4. Enhancements for diagnosis, care, and treatment for those in the prison system

There is consideration paid in the draft bill those with learning disabilities and autism in the prison system, which was also acknowledged by the committee.

Recommendation: It was recommended that the government continue with planned enhancements for diagnosis, care, and treatment for individuals with learning disabilities and autism within the prison system.

Government Response: Agreeing with the need for supportive environments in prisons, the government detailed initiatives under the neurodiversity action plan, including the rollout of autism accreditation and neurodiversity support managers in prisons, along with piloting digital interventions for neurodivergent individuals exiting the prison system. These efforts are aimed at improving identification and support for neurodivergent individuals within the justice system.

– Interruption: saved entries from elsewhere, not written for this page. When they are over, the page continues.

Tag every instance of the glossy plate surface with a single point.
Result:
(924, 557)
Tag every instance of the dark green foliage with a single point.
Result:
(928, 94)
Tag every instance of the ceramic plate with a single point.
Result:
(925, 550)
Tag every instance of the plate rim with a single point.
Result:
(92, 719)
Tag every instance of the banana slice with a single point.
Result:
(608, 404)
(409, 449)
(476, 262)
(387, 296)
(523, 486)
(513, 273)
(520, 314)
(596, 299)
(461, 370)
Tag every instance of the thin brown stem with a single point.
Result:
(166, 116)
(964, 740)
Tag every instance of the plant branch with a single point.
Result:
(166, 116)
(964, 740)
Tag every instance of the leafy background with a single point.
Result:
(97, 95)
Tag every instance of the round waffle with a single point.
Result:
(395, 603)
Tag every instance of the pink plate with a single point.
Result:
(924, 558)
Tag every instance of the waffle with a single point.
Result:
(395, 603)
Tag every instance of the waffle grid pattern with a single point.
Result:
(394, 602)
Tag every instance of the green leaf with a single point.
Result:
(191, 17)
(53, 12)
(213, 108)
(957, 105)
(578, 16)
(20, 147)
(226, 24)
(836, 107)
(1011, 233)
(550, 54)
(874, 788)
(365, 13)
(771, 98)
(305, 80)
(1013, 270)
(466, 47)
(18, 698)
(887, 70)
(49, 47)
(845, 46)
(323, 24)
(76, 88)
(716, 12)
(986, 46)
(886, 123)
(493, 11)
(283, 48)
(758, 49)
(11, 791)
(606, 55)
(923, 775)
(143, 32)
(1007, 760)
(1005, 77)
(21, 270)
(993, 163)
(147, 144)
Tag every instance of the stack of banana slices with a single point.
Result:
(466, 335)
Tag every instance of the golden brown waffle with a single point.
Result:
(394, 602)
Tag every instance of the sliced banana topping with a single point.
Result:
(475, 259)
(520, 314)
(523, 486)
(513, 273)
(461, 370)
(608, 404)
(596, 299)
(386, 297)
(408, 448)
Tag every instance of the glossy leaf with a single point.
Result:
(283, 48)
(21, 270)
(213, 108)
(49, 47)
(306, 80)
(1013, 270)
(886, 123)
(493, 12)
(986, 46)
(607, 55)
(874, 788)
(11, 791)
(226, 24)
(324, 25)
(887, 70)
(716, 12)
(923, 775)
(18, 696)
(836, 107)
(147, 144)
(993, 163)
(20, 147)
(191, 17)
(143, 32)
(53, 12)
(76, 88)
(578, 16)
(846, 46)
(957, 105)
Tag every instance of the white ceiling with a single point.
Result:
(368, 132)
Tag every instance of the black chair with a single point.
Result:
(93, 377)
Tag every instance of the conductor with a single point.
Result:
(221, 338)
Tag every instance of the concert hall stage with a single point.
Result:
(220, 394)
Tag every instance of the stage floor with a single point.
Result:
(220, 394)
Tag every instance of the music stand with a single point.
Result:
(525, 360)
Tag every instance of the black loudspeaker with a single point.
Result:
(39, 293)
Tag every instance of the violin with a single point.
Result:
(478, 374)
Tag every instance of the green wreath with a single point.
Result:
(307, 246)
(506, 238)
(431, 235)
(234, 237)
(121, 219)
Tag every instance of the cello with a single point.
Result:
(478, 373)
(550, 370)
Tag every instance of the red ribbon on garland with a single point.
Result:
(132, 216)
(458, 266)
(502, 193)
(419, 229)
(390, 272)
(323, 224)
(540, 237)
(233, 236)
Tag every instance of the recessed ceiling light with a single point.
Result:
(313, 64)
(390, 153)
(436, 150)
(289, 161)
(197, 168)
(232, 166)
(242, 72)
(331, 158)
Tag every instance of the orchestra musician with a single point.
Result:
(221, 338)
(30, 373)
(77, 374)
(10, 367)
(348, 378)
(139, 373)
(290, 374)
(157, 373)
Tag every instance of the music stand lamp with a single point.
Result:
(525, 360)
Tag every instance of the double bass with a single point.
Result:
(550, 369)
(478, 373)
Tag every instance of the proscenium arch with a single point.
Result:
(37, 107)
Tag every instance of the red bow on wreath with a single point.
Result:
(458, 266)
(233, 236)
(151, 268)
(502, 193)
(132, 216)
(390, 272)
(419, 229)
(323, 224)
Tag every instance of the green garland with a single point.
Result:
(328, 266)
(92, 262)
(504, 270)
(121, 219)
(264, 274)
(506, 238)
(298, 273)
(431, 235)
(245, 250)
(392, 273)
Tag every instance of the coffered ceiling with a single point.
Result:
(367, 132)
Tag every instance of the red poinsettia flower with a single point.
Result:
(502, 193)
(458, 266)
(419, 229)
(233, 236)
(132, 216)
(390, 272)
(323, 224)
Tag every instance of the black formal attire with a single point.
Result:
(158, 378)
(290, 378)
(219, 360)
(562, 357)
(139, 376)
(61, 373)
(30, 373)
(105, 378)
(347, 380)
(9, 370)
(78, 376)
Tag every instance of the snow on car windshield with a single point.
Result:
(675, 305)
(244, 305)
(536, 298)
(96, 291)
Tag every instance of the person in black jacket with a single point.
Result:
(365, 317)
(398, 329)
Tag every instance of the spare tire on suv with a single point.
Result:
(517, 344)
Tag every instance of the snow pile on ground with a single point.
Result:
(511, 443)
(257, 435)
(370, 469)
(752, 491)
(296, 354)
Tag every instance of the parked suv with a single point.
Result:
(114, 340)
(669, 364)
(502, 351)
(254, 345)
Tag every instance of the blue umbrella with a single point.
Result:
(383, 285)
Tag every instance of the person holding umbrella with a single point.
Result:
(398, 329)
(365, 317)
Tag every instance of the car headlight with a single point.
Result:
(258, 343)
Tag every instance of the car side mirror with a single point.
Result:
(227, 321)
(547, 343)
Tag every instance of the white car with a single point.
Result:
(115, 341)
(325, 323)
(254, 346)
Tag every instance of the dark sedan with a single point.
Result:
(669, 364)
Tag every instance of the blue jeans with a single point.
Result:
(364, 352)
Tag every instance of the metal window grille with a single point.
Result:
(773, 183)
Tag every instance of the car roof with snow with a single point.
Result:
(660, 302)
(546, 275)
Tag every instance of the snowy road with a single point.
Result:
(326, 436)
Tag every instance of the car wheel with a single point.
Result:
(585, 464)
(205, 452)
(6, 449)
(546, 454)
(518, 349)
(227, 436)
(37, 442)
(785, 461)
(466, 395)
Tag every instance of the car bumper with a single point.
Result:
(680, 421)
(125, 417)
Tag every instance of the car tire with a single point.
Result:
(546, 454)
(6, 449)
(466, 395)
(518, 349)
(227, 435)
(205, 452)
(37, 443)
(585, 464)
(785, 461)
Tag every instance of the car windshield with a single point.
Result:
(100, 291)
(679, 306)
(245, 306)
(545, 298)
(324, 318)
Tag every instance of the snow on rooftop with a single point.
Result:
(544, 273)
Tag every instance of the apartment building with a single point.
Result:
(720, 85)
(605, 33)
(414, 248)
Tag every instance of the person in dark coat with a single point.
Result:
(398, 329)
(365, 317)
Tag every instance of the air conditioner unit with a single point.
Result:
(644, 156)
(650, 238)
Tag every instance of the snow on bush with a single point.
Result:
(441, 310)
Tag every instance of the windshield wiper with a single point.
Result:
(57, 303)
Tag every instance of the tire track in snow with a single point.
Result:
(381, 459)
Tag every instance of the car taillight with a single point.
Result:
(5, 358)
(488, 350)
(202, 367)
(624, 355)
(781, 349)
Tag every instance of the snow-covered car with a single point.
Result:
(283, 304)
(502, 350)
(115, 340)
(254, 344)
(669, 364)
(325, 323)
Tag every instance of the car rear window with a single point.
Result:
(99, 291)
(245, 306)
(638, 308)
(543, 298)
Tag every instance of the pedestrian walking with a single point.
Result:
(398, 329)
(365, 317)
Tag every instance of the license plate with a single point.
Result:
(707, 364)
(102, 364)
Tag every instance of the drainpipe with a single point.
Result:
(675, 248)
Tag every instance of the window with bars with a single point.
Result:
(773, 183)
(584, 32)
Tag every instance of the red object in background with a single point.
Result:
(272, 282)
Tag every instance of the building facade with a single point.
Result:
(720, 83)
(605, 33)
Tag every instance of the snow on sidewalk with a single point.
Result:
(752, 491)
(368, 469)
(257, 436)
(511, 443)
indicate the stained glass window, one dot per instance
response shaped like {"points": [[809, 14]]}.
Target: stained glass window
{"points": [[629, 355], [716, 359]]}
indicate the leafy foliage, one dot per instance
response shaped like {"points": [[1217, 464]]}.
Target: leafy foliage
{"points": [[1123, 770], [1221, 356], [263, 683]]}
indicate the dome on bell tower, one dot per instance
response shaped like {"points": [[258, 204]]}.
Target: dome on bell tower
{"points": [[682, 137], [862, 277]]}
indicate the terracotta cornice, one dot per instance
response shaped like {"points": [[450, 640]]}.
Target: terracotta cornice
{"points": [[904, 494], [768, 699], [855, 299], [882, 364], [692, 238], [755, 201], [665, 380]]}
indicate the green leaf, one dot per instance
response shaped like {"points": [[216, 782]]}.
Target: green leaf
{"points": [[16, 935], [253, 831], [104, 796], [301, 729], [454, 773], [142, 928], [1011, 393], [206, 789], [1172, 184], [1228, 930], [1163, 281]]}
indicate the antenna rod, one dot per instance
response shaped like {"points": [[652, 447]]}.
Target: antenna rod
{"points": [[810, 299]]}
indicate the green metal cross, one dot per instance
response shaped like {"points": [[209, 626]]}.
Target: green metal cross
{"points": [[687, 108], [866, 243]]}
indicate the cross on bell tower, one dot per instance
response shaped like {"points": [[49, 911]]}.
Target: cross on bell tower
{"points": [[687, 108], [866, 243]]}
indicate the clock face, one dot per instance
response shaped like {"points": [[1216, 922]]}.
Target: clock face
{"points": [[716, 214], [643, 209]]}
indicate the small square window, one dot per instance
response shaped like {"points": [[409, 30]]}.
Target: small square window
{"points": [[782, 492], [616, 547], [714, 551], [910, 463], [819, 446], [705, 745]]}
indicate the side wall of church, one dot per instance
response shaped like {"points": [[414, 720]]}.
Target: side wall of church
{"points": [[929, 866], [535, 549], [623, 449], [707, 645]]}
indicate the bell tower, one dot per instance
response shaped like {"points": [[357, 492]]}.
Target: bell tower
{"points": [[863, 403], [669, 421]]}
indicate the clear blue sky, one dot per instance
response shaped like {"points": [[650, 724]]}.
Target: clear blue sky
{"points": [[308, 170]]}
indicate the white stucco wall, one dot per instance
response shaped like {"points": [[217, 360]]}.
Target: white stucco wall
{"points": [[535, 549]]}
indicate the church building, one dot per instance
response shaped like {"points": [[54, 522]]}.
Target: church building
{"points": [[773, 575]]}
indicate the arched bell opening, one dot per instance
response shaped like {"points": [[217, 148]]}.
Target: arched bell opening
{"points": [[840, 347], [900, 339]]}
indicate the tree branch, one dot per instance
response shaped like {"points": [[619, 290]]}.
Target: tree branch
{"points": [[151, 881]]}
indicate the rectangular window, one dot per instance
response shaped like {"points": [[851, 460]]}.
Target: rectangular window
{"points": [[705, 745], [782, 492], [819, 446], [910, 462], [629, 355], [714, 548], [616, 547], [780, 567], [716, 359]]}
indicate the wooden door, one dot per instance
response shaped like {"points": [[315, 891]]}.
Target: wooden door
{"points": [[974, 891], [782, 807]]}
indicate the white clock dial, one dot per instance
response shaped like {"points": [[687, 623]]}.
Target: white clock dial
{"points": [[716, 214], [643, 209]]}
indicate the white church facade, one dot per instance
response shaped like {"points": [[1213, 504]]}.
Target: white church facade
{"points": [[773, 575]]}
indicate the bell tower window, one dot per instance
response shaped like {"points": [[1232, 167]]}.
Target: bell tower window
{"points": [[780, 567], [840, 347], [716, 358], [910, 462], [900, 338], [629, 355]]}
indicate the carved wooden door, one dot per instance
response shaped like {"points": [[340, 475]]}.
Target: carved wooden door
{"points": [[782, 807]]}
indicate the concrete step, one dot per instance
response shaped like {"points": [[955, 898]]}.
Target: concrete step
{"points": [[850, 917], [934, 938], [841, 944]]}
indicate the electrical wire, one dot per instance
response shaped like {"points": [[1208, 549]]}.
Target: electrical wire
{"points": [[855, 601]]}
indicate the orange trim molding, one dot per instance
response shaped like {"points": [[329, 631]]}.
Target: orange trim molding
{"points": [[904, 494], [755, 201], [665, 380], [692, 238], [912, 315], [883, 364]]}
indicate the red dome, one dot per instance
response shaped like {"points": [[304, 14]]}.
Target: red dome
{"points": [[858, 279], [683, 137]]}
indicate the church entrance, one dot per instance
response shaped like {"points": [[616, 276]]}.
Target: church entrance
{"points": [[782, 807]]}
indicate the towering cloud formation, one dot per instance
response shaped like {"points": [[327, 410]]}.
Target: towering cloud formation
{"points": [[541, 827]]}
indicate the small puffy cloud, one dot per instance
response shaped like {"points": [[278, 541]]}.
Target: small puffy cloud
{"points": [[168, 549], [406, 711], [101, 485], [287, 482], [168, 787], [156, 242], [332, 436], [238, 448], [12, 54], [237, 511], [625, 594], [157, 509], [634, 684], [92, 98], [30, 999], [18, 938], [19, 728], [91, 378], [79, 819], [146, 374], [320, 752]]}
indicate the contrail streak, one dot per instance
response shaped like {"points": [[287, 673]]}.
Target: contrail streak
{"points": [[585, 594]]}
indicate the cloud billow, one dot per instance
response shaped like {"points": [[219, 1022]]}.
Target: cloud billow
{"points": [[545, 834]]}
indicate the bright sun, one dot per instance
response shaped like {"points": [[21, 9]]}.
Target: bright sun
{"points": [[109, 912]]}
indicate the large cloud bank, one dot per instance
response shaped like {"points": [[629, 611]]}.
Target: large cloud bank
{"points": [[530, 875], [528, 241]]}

5. Considerations to be paid to the reasonable adjustments flag

Finally, a recent introduction by NHS England is a ‘reasonable adjustments digital flag’ within patient records, to ensure health and social care staff are made aware of a patient’s neurodiversities at the point of contact. This was a consideration raised by the committee.

Recommendation: The committee recommended that all people known to mental health service with learning disabilities or autism should have a reasonable adjustment flag attached to their record, with an option for individualised adjustments of preferred communication and the name of their advocate.

Government response: The government agreed with the committee’s recommendation, adding that the reasonable adjustments flag will need to take account of an individual’s needs and wishes.

Conclusion

These recommendations and the response from the government sets out the government’s approach to refining and implementing policies and legislation to improve the inpatient psychiatric care of individuals with neurodiversities, learning disabilities and autism. It is clear that this is on the government’s radar, but clearly figures show that there is significantly more work to be done. In particular, the date that the bill will be implemented is unknown as it was absent from the 2023 King’s Speech. It has not been included in the “wash up” legislation prior to the close of Parliamentary business before the General Election in July. Whether it finds its way back onto the agenda will largely depend on priorities post election, although both main parties have pledged to continue with the reforms.

For practitioners engaged in mental health and capacity law, understanding these developments is crucial. The evolving legislative landscape presents challenges and opportunities to advocate for better outcomes for individuals with learning disabilities and autism. Staying informed and proactive in understanding both the legal frameworks and practical realities of care will be essential in ensuring that the rights and well-being of this vulnerable population are effectively protected and promoted.